The company said it is working to address the issues that led to emissions.

“We take responsibility for the actions, and indeed since that time we have taken specific actions to address fugitive dust emissions generated during the unloading of raw materials from ships and barges and have developed a plan to address such emissions from the facility’s surroundings to ensure future compliance,” the statement said.

In the company’s response to ADEM’s allegations, Holcim also said it had no record of any plume fugitives on July 5 or 27 and was “unable to conduct a timely investigation” into those incidents.

In the settlement, ADEM said it was “aware of the efforts made by the permitting authority to minimize or mitigate the environmental impact of these violations, but those efforts were not adequate to eliminate the visible emissions and fugitive dust.” address the sources identified in the permit.”
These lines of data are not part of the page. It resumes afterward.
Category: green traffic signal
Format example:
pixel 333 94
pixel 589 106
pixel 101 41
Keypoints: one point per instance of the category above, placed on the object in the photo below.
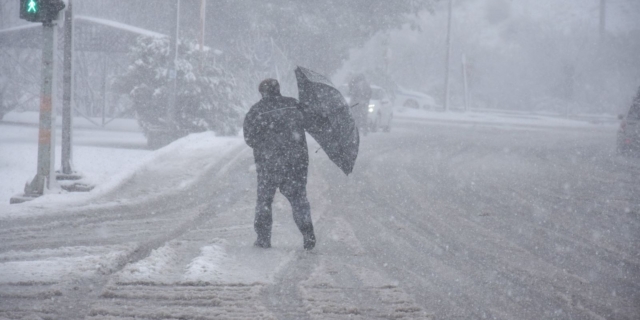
pixel 40 10
pixel 32 6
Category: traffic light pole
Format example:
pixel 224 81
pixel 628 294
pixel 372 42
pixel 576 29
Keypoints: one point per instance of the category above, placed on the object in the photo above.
pixel 67 154
pixel 44 174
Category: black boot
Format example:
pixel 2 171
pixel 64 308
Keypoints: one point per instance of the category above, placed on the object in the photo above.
pixel 309 240
pixel 262 243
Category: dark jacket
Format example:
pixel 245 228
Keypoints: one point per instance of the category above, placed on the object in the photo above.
pixel 274 128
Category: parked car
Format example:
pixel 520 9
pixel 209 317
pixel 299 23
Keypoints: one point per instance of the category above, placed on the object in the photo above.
pixel 628 141
pixel 380 110
pixel 414 99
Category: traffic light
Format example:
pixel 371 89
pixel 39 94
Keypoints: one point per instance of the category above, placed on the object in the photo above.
pixel 40 10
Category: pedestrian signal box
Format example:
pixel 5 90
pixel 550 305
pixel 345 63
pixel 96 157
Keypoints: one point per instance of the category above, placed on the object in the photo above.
pixel 40 10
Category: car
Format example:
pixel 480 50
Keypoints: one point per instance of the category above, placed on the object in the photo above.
pixel 414 99
pixel 380 110
pixel 628 141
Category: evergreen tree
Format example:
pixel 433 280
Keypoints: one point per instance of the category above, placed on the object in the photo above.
pixel 205 96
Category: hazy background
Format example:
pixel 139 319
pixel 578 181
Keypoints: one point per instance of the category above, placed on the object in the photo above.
pixel 536 55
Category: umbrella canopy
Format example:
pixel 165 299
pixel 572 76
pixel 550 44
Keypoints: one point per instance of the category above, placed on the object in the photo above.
pixel 328 118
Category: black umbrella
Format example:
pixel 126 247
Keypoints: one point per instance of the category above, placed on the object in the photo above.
pixel 328 118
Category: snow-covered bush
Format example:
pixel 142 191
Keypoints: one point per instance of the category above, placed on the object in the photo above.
pixel 205 94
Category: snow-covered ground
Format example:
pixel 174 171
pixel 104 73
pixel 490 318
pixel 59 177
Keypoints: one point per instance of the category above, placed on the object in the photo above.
pixel 168 233
pixel 506 118
pixel 106 157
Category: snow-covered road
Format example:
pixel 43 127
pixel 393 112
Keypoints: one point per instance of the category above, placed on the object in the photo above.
pixel 436 222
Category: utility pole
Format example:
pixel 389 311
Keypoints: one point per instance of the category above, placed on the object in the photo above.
pixel 448 58
pixel 203 17
pixel 46 12
pixel 603 17
pixel 67 153
pixel 173 74
pixel 464 79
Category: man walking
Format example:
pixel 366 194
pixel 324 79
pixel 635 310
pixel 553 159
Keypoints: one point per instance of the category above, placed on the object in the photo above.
pixel 274 128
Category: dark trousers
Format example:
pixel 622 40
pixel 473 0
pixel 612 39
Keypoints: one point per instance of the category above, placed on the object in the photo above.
pixel 292 182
The Consent Order, signed by Holcim Theodore Plant Manager Clay Copeland, represents a negotiated settlement between ADEM and the company. The company neither admits nor denies the Department’s allegations but resolves the alleged violations.

“The Department has agreed to the terms of this Consent Order to resolve the alleged violations cited herein without undue expenditure of government resources in pursuing the above violations,” the order reads. “The Department has determined that the terms provided in this consent order are in the best interests of the citizens of Alabama.”